Site icon Youth Ki Awaaz

This Bold Marathi Film Questions Our Shame Of Nudity

SPOILER ALERT

“What movie are you watching?” mother asks as I head out the door. “Nyuhhu,” I mumble and rush out ignoring her whats.

I WhatsApp her from the car – Nude. I did not want to say it in front of dad.

I do a mental facepalm at my embarrassment. It mocks the evolved, modern woman I see myself as. By making the word taboo, I have attached a shame to it which its etymology never intended for it to carry. And that is precisely the problem the movie addresses.

“Nude” is the story of Yamuna. Shaken by her husband’s in-her-face infidelity, Yamuna makes the decision to leave him and along with her teenage son, lands up in a Mumbai slum at her aunt Chandra’s doorstep.

Chandra says she works as a sweeper at JJ School of Arts. But, Yamuna soon discovers that the job is a facade to her real one, that of a nude model for the art students. Aghast at first, and then ashamed, Yamuna comes around when she realises that the money earned would be far more than any other job could fetch her. With her aunt as a mentor, Yamuna learns the ropes of nude modelling. The mentoring is not so much to do with the act of modelling as it is to with moulding her psyche to it. Yamuna is a quick learner and soon she has surpassed her aunt, taking on assignments outside the college with renowned artists. While Yamuna is loved and respected by art students, she faces contempt from her son, ironically an artist himself.
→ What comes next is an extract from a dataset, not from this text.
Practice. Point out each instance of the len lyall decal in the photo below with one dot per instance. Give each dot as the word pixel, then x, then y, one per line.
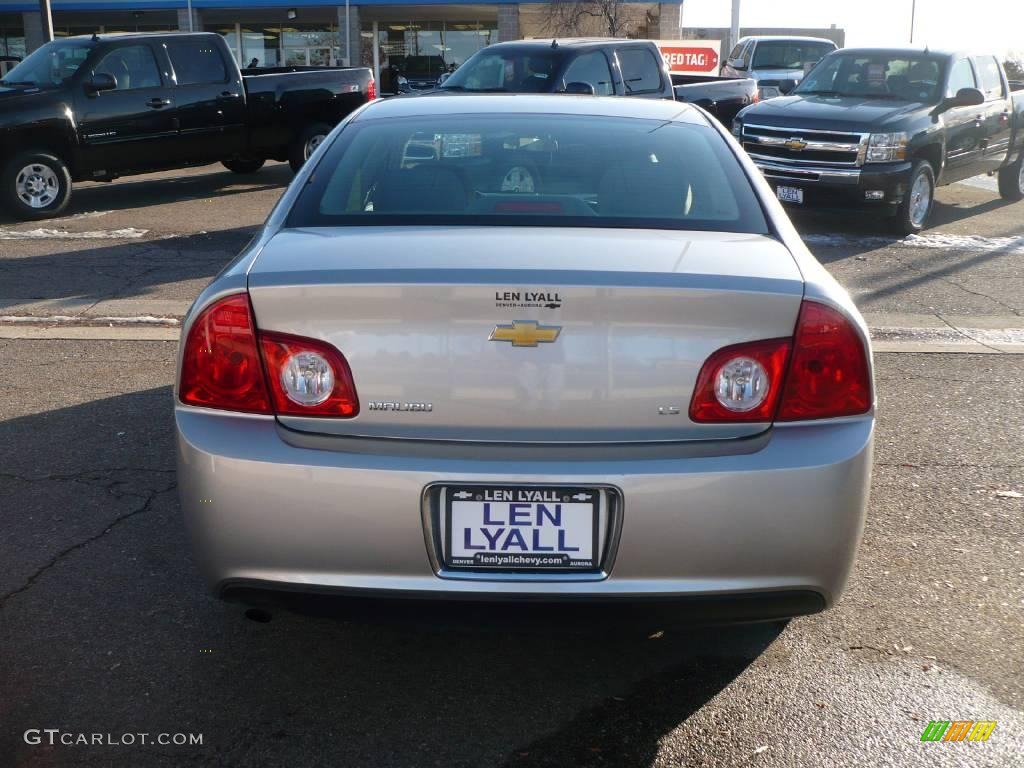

Chandra’s death leaves Yamuna disillusioned about her place in the world, and her story meets a tragic end.

“Nude” is probably one of the most well-nuanced movies in recent times. Writer-director Ravi Jadhav sprinkles it liberally with beautiful moments. The scene at the start where Yamuna stands on the bridge contemplating suicide. Her first time modelling in the nude. The moment when aunt and niece pose back to back and wriggle against each other to scratch an inaccessible itch…are some which stay with you. The actors carry their characters effortlessly and you are swept into the dusty room at JJ where Yamuna perches on a stool surrounded by artists behind their easels.

The best scene is saved for the last. Her son Laxman, now matured into a pervert, walks into a gallery to leer at the nude paintings on display. His eyes stuck on the bare body parts, he starts to give himself a hand job, uncaring of the public setting, interested only in gratifying himself. It is only when his eyes finally go beyond and wander to the face that he realises he has been leching at his mother’s body. But, his act does not cause him to cast an inward eye in shame. Instead, he rushes to the painter (one of Yamuna’s students) and slaps him hard across the cheek. And the end credits roll. With this one scene, the writer-director makes a strong comment on the state of affairs and our misplaced sense of accountability as a society.

This movie strongly establishes the steady upswing of the content in Marathi films. They are venturing far beyond the reach of Hindi films, and they are doing it without any brouhaha… Letting the work do the talking.

There is one point that irks me about the film. Both times that Yamuna makes a decision to change her life, it is for her son. She leaves her husband when he spends the son’s school fees on his mistress. And she takes on the job of a nude model when her aunt coaxes her to think of her son’s future. While it works in the scheme of the plot, I wish that Yamuna would have made both those decisions for herself. “A woman must have a huge reason to discard her clothes,” a friend reasons. True. But why can’t we accept that it is okay for her to be that all-important reason?

My review is late. But do buy a DVD. It’s unmissable.